Una semana después, la historia de mi abuelo se acabó. Nadie sabía con certeza cuál fue la causa del incendio, todos tenían teorías pero nadie respuestas. No se encontró el cuerpo de mi abuelo ni ningún rastro de él. Tanto la casa como los olivos se quemaron; todo, menos el pequeño olivo. Parecía un milagro, un milagro que los adultos de mi familia intentaron de todas las formas posibles taparlo con la razón. Todo el mundo creía que mi abuelo había muerto en aquel incendio. Algunos pensaban, incluso, que había desaparecido. Sin embargo, yo sabía que aquel incendio no había sido el final de mi abuelo, sino un nuevo principio, y este principio lo había tomado con mi abuela. Siempre había pensado que mis abuelos estaban destinados a estar juntos, y al final, contra toda ley natural, ni la muerte los pudo separar.

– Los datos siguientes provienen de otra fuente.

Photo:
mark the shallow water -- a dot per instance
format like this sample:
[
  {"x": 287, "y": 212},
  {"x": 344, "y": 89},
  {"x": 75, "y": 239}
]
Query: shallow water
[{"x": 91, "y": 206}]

Cuidé ese olivo durante años, y este se convirtió en el olivo más hermoso que había visto en mi vida. El aceite que conseguimos de él era oro líquido, un chute de vida dulce que nos traía a todos de vuelta y que nos hacía parar a recordar que es realmente la vida.
Todas las familias tienen historias y hay historias que nunca acaban. La historia de mis abuelos y sus olivos nunca tendrá fin, y, gracias a esta, siempre tendré ganas de vivir.